Seminar Week 5

Kat Thompson
Week 5 Seminar
820 Words

Triggering Passages:

“My first reservation about the animal-rights movement,” O’Hearne begins, :is that by failing to recognize its historical nature, it runs the risk of becoming , like the human-rights movement, yeat another, Western crusade against the practices of the rest of the world, claiming universality for what are simply its own standards.” (Coetzee, pg 60)

For Akwasasne people, much like many other native people, eating from the earth is about more than diet, Left to right: Kerri Helms, Alex Pocknett, Danielle Hill, Courtney Turner. Mashpee Wampanoag women at the tribe’s 95th annual Pow Wow, one of the oldest in the nation. 5 it is about cultural continuity. It is about the recipes, methods of harvest, the cycle of the seasons, and holidays. It is identity. (Deetz, pg 5)
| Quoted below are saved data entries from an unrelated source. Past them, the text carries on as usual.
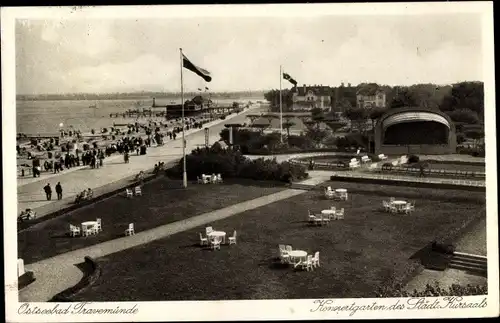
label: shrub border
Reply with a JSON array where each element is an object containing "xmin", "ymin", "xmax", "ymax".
[
  {"xmin": 18, "ymin": 271, "xmax": 36, "ymax": 290},
  {"xmin": 50, "ymin": 256, "xmax": 101, "ymax": 302}
]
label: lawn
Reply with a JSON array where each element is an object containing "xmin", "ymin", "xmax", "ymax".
[
  {"xmin": 18, "ymin": 178, "xmax": 286, "ymax": 265},
  {"xmin": 73, "ymin": 182, "xmax": 485, "ymax": 301}
]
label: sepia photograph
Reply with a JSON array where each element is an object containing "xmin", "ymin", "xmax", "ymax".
[{"xmin": 2, "ymin": 2, "xmax": 498, "ymax": 321}]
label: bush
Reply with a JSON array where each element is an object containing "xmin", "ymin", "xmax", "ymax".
[
  {"xmin": 173, "ymin": 146, "xmax": 307, "ymax": 183},
  {"xmin": 376, "ymin": 281, "xmax": 487, "ymax": 298},
  {"xmin": 382, "ymin": 163, "xmax": 393, "ymax": 171},
  {"xmin": 408, "ymin": 155, "xmax": 419, "ymax": 163}
]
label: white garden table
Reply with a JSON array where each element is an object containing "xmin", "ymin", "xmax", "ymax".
[
  {"xmin": 288, "ymin": 250, "xmax": 307, "ymax": 264},
  {"xmin": 81, "ymin": 221, "xmax": 98, "ymax": 236},
  {"xmin": 392, "ymin": 200, "xmax": 407, "ymax": 213},
  {"xmin": 207, "ymin": 231, "xmax": 226, "ymax": 244}
]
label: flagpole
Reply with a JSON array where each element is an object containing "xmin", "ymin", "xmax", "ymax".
[
  {"xmin": 180, "ymin": 48, "xmax": 187, "ymax": 188},
  {"xmin": 279, "ymin": 65, "xmax": 283, "ymax": 143}
]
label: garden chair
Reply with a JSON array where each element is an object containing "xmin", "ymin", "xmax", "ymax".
[
  {"xmin": 211, "ymin": 236, "xmax": 222, "ymax": 250},
  {"xmin": 286, "ymin": 245, "xmax": 293, "ymax": 253},
  {"xmin": 312, "ymin": 251, "xmax": 320, "ymax": 268},
  {"xmin": 126, "ymin": 188, "xmax": 133, "ymax": 198},
  {"xmin": 197, "ymin": 176, "xmax": 204, "ymax": 184},
  {"xmin": 82, "ymin": 225, "xmax": 94, "ymax": 237},
  {"xmin": 336, "ymin": 208, "xmax": 344, "ymax": 219},
  {"xmin": 388, "ymin": 204, "xmax": 398, "ymax": 214},
  {"xmin": 278, "ymin": 244, "xmax": 286, "ymax": 253},
  {"xmin": 217, "ymin": 174, "xmax": 223, "ymax": 183},
  {"xmin": 69, "ymin": 224, "xmax": 81, "ymax": 237},
  {"xmin": 340, "ymin": 192, "xmax": 349, "ymax": 201},
  {"xmin": 383, "ymin": 201, "xmax": 391, "ymax": 212},
  {"xmin": 134, "ymin": 186, "xmax": 142, "ymax": 196},
  {"xmin": 321, "ymin": 215, "xmax": 330, "ymax": 225},
  {"xmin": 96, "ymin": 218, "xmax": 102, "ymax": 233},
  {"xmin": 280, "ymin": 251, "xmax": 291, "ymax": 264},
  {"xmin": 228, "ymin": 230, "xmax": 237, "ymax": 245},
  {"xmin": 125, "ymin": 223, "xmax": 135, "ymax": 236},
  {"xmin": 199, "ymin": 233, "xmax": 208, "ymax": 246},
  {"xmin": 308, "ymin": 211, "xmax": 317, "ymax": 224},
  {"xmin": 389, "ymin": 197, "xmax": 395, "ymax": 202},
  {"xmin": 294, "ymin": 255, "xmax": 313, "ymax": 271},
  {"xmin": 206, "ymin": 226, "xmax": 213, "ymax": 235}
]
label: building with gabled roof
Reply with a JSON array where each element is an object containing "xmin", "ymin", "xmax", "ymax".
[
  {"xmin": 292, "ymin": 84, "xmax": 333, "ymax": 111},
  {"xmin": 356, "ymin": 84, "xmax": 386, "ymax": 109}
]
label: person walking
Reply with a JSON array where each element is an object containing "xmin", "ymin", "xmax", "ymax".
[
  {"xmin": 43, "ymin": 183, "xmax": 52, "ymax": 201},
  {"xmin": 55, "ymin": 182, "xmax": 63, "ymax": 200}
]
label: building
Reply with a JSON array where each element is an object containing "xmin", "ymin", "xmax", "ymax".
[
  {"xmin": 356, "ymin": 86, "xmax": 386, "ymax": 109},
  {"xmin": 292, "ymin": 84, "xmax": 333, "ymax": 111},
  {"xmin": 374, "ymin": 107, "xmax": 457, "ymax": 155}
]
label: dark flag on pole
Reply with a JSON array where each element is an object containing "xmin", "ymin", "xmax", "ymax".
[
  {"xmin": 282, "ymin": 72, "xmax": 297, "ymax": 86},
  {"xmin": 205, "ymin": 86, "xmax": 209, "ymax": 90},
  {"xmin": 182, "ymin": 54, "xmax": 212, "ymax": 82},
  {"xmin": 198, "ymin": 88, "xmax": 202, "ymax": 91}
]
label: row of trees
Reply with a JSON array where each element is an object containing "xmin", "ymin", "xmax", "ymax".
[{"xmin": 263, "ymin": 81, "xmax": 484, "ymax": 125}]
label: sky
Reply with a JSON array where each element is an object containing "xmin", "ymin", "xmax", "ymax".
[{"xmin": 15, "ymin": 13, "xmax": 483, "ymax": 94}]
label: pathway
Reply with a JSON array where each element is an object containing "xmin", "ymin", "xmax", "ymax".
[
  {"xmin": 19, "ymin": 188, "xmax": 309, "ymax": 302},
  {"xmin": 16, "ymin": 105, "xmax": 265, "ymax": 218}
]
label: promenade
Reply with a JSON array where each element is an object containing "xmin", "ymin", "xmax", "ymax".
[{"xmin": 16, "ymin": 105, "xmax": 265, "ymax": 219}]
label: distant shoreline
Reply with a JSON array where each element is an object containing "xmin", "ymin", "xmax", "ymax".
[{"xmin": 16, "ymin": 92, "xmax": 266, "ymax": 101}]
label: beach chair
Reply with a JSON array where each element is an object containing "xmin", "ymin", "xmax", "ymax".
[
  {"xmin": 206, "ymin": 226, "xmax": 213, "ymax": 235},
  {"xmin": 69, "ymin": 224, "xmax": 81, "ymax": 237},
  {"xmin": 134, "ymin": 186, "xmax": 142, "ymax": 196},
  {"xmin": 295, "ymin": 255, "xmax": 313, "ymax": 271},
  {"xmin": 199, "ymin": 233, "xmax": 208, "ymax": 246},
  {"xmin": 312, "ymin": 251, "xmax": 320, "ymax": 268},
  {"xmin": 125, "ymin": 223, "xmax": 135, "ymax": 236},
  {"xmin": 228, "ymin": 230, "xmax": 237, "ymax": 245},
  {"xmin": 126, "ymin": 188, "xmax": 133, "ymax": 198}
]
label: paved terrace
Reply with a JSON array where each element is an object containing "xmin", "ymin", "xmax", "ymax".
[{"xmin": 16, "ymin": 105, "xmax": 265, "ymax": 219}]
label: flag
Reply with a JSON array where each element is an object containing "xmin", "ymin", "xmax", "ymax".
[
  {"xmin": 205, "ymin": 86, "xmax": 209, "ymax": 90},
  {"xmin": 182, "ymin": 54, "xmax": 212, "ymax": 82},
  {"xmin": 283, "ymin": 72, "xmax": 297, "ymax": 86},
  {"xmin": 198, "ymin": 88, "xmax": 202, "ymax": 91}
]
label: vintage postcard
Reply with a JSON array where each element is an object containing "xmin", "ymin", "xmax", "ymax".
[{"xmin": 2, "ymin": 2, "xmax": 498, "ymax": 322}]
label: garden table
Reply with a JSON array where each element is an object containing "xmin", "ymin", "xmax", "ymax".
[
  {"xmin": 288, "ymin": 250, "xmax": 307, "ymax": 264},
  {"xmin": 81, "ymin": 221, "xmax": 98, "ymax": 235},
  {"xmin": 207, "ymin": 231, "xmax": 226, "ymax": 244},
  {"xmin": 392, "ymin": 201, "xmax": 407, "ymax": 213}
]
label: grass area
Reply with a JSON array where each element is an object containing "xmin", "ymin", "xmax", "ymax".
[
  {"xmin": 73, "ymin": 181, "xmax": 485, "ymax": 301},
  {"xmin": 308, "ymin": 155, "xmax": 359, "ymax": 163},
  {"xmin": 18, "ymin": 178, "xmax": 286, "ymax": 265}
]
The county, in court filings, raised a range of concerns, including harm to an area set aside for agriculture and the possibility that a wastewater-treatment system would not prevent harm to an aquifer. County attorneys also questioned whether the Interior Department had properly verified a significant increase in the tribal enrollment. (http://www.seattletimes.com/seattle-news/northwest/cowlitz-tribe-opening-510m-casino-complex-they-hope-will-draw-45m-visitors/)

 

The readings this week have left me deep in thought. It would be easy to get distracted by the rhetoric in the Lives of Animals. The comparison of slaughterhouses to the death camps at the holocaust, I assume, is a lot for anyone to take in. I could talk for hours about how offensive this is, but I feel that most students in this program already agree.

Instead I will focus on disgust and distaste and what drives those things within us. In reading a book called the Anatomy of Disgust during a program last year, one thing really stood out to me. It is the idea of “us and them.” The idea that humans have a tendency to look at those who are different with disgust.

If you think about it, your family’s dirt-and I mean real physical filth- is not nearly as disgusting as a strangers. I do see that we have taken this tendency to assume that our way is the best. Our way: shoving chickens into cages so crowded and in such a rough way that we break their legs. Cutting off chickens beaks so that they don’t peck each other to death under the stressful circumstances.

It is easy to see how vegans and vegetarians can look at carnivores as beasts. This summer it will be 22 years since I became a vegetarian. I have never meat shamed anyone. I don’t think that shaming people for their eating habits is effective or appropriate.

An example:

I was taking a program with a young man who could only be described as a young “Montgomery Burns”. Really the child was horrible. He made it a point every time a class mate referred to a non-profit business to cut them off and tell them that non-profits were not businesses and they did not make money.

I came to class one day with a bag of Hershey’s kisses-they were left over from work and I brought them to share. The kid asked for one. It occurred to me that this very self-interested young man had probably never had the hankering to commit a random act of kindness. I told him when he asked that indeed he could have the entire bag if he gave half away.

The boy was dumbfounded. I was just giving things away? That did not fit within his mode of thinking. Still, he took the bag and went around the room to offer a kiss to our program mates.

The very first person he offered one to yell at him that she “would never eat cow torture” she loudly embarrassed him with the self-assured arrogance that only a teenage-vegan know it all could conjure. Then she went back to her phone and used the touchscreen-probably to tweet to her friends of her holiness.

As a long-term vegetarian, I wanted to puke, and then eat a cow-burger!

I think it is easy to look at others and judge what they do, no matter what criteria that we use to separate them into the “them” category. This is not calling people in. I can’t think of too many people who would have conversed with this little hipster know-it-all and decided that they wanted to be just like her.

When I was sixteen, a busload of hippies came through my home town. I fell in love. They were all mostly vegan and why they did not push their beliefs on anyone-they were giving away free food. Here was this beautiful group of people with incredibly loving and accepting energy giving away free food. I wanted to be just like them. I became a vegetarian that day and never went back. Nobody told me to. No body asked me to. They simply led the way and through their actions and PERSONAL choices created a change that has lasted 22 years.